How to derive this equation of missile launch?

[CarlosK]

Hi All,
Question: How to derive these equations of missile launch?

v=∆x√(g/2H)

v=√(2gh/β+1)

I need to use these formulas:
∆y=voyt - (gt²)/2
∆x=vxt
K=(mv²)/2 + (Iω²)/2
∆UG=mg∆y
I=βmr²
β=2/5

Thanks, Carlos.

 

[mfb]

They seem to be derived for a specific problem statement. How exactly are they used?

 

[CarlosK]

The exercise asked to deduce these formulas.

 

[mfb]

Without any other context or diagram?
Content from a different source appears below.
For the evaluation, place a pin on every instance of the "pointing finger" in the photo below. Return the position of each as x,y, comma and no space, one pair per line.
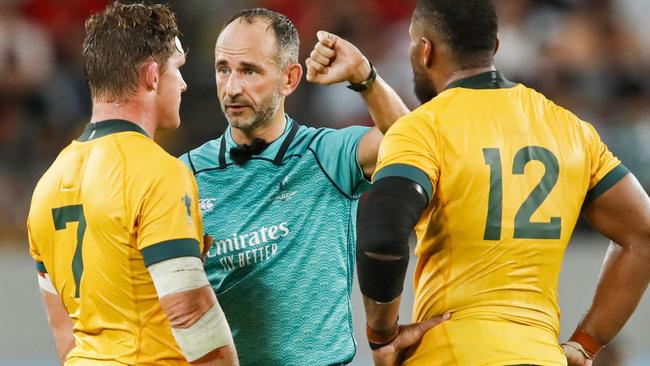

Then the problem statement is really bad.

 

[Ray Vickson]

Hi All,
Question: How to derive these equations of missile launch?

v=∆x√(g/2H)

v=√(2gh/β+1)

I need to use these formulas:
∆y=voyt - (gt²)/2
∆x=vxt
K=(mv²)/2 + (Iω²)/2
∆UG=mg∆y
I=βmr²
β=2/5

Thanks, Carlos.

When parsed according to standard rules for reading mathematical expressions, the second formula above means
[tex] v = \sqrt{ \frac{2gh}{\beta} + 1}[/tex]
Is that really what you wanted, or did you mean
[tex] v = \sqrt{ \frac{2gh}{\beta + 1}} ?[/tex]
If the latter, you need to use parentheses, like this: v = √ (2gh/(β+1)).

 

[CarlosK]

Sorry..
v = √ (2gh/(β+1)) is correct. Thanks

 

[CarlosK]

I got this v = √ (2gh/(β+1)).
I need this v=∆x√(g/(2H))

 

[CarlosK]

by: Euclides (http://pir2.forumeiros.com/)

 

[mfb]

Combining those equations only makes sense if ##\Delta x=h## (they have to apply to the same time t), and if v_x is the average velocity during ascent (or descent).